Kit gave him an incredulous, angry stare. ‘To bed?’ She couldn’t believe he had asked her that. Hot colour rushed up her face—the scarlet of rage rather than embarrassment.
‘No, to the cinema!’ he bit out like someone snapping cotton between their teeth.
‘Yes to both, as it happens!’ she snapped back. What was he suggesting—that she had gone out with someone else last night? Was having an affair? He was reacting with possessive jealousy, yet he kept saying that he didn’t want to own her or have her own him. Why didn’t he make up his mind? He was the most contradictory, bewildering man she had ever known.
‘Really?’ His mouth twisted cynically, disbelievingly.
She hated the way he was looking at her. ‘Believe it or not, just as you like! It doesn’t bother me,’ she muttered. ‘Look, are you going to stand there and watch me working? Would it be too much to ask you to help?’
His face tight, he took a set of six French silver dessert spoons out of the box and put them down on the stall in a prominent place, his long fingers automatically caressing even in his temper. Liam loved beautiful things; he and Kit had that in common, which was why their partnership had worked so well until now.
He had inherited the auction rooms from his father, Gerald Keble. He had worked for the firm ever since he’d left university with an art degree two years after Kit had graduated. Kit had been engaged to Hugh by then and hadn’t quite made up her mind what she was going to do for a career. She had worked in her father’s shop until she’d got married and had her son, and even while she was running a home and taking care of Paul she had still managed to work part-time for her father during his lifetime.

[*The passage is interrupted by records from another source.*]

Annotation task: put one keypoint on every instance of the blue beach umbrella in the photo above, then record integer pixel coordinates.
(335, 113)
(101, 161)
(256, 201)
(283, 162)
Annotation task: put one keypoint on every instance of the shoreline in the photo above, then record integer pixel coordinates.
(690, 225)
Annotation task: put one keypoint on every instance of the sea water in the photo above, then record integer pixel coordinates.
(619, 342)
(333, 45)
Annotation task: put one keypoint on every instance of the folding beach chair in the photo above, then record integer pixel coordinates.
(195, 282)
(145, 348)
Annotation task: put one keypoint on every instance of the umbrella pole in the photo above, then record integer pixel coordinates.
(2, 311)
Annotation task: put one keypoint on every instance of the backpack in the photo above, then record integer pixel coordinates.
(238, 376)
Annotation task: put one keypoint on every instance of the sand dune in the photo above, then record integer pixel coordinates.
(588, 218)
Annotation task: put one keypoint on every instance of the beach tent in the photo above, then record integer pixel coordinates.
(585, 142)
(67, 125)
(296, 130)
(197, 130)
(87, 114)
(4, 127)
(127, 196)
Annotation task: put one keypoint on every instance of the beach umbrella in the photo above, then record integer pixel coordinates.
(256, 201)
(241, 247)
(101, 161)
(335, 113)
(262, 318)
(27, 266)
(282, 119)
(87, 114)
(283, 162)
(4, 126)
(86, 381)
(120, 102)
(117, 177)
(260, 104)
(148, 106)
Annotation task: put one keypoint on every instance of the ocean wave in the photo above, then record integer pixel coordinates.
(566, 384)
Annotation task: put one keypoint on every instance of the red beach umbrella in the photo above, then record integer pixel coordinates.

It wasn’t until later that she’d begun working with Liam, but she had always known him through the auction rooms which she and her father had frequently visited to buy objects for their shop. His family—on both sides—had lived in Silverburn for centuries; their names, many covered in moss and fading, were carved on rows of graves in the old churchyard behind St Mary’s, the medieval church which stood on the top of the winding high street, as were those of Kit’s ancestors.
Neither of them came from rich or powerful stock. They were descended from shopkeepers and market traders, farm labourers and wagoners—the ordinary working people of this little English town over many generations.
‘I saw Mrs Walton, the vicar’s wife, just now,’ Liam murmured as he set out a Waterford crystal rose bowl on the stall. ‘She told me she saw you last night coming out of the cinema with what she described as a very attractive man, much younger than you!’
Kit swallowed, going a furious shade of fuchsia. She should have known that someone was bound to notice her with Joe. This was a small town-anyone who had lived here for years knew almost everyone else; nothing you did was ever missed and people were always curious, and always talked about anything they saw or heard. You couldn’t hope to keep a secret here.
That was, paradoxically, one of the things she loved about the place for all that it made her cross too; there was no chance of being forgotten or ignored here, of leading a lonely existence. You were part of the community whether you liked it or not and your entire life was an open book. That might have had a down side but it also made you feel good; you knew you belonged.
‘I may have come out with him—I didn’t go in there with him!’ she said irritably, and then her heart suddenly began to beat like an overwound clock.